June 30 - July 06, 2003



Both the Prime Minister of Pakistan and some donor agencies have expressed concern over the "extremely poor utilization of the development funds" by the concerned departments in Pakistan. It sounds unbelievable, but it is a fact that from actual utilization of Rs.134 billion Public Sector Development Programme (PSDP) for fiscal year 2002-03 only Rs.39.7 billion has been utilized, almost 29.62 per cent of the total, which means less than one-third of the total amount was utilized.

Total PSDP projects were 260, out of which 5 were sick, 124 were slow, 75 were satisfactory, 9 were completed, 48 were new, as described by the progress report of PSDP issued by Planning Commission.
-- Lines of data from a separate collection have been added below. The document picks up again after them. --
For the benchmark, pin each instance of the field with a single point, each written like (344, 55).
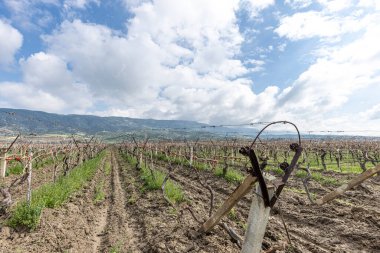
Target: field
(154, 196)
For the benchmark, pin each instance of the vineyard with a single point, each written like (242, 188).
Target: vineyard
(77, 194)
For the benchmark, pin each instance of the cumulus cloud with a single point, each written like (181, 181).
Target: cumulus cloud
(184, 67)
(373, 113)
(338, 72)
(28, 14)
(299, 4)
(10, 45)
(79, 4)
(254, 7)
(172, 63)
(47, 85)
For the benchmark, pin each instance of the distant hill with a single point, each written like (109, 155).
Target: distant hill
(26, 121)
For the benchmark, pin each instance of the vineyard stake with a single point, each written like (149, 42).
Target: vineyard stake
(3, 163)
(239, 193)
(257, 222)
(29, 194)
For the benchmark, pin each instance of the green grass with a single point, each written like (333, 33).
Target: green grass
(99, 193)
(52, 195)
(107, 168)
(17, 169)
(232, 176)
(154, 182)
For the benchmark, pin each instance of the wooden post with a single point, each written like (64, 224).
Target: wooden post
(29, 194)
(239, 193)
(343, 188)
(257, 222)
(191, 155)
(3, 164)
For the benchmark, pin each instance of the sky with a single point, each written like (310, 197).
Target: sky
(313, 62)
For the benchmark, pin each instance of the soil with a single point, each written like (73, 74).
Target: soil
(132, 219)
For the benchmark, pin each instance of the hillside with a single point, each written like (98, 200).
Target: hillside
(26, 121)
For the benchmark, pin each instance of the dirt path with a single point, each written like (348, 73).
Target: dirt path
(116, 233)
(133, 219)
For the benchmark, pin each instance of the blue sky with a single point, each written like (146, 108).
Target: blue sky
(314, 62)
Now, against the target of Rs.120 billion for utilization, Rs.80 billion has to be utilized in the last quarter of the ongoing fiscal year. The authorities must take firm action to utilize it in remaining three months. However, expectations are that through heavy spending like buying computers and vehicles, efforts will be made to minimise this big gap.

According to the sources in the Asian Development Bank (ADB), the bank has brought to notice of the Pakistan government that in the $100 million ADB Second Flood Protection Sector Project there is complete lack of commitment and action on the part of government as about 70 per cent of loan period has elapsed and project implementation progress is only 4 per cent.

The bank has also conveyed to the government that in case of failure in meeting Phase-I targets, ADB would withdraw the project. It has also been advised that failure to achieve Phase-I targets by due date might result in withdrawal of ADB's support for the project.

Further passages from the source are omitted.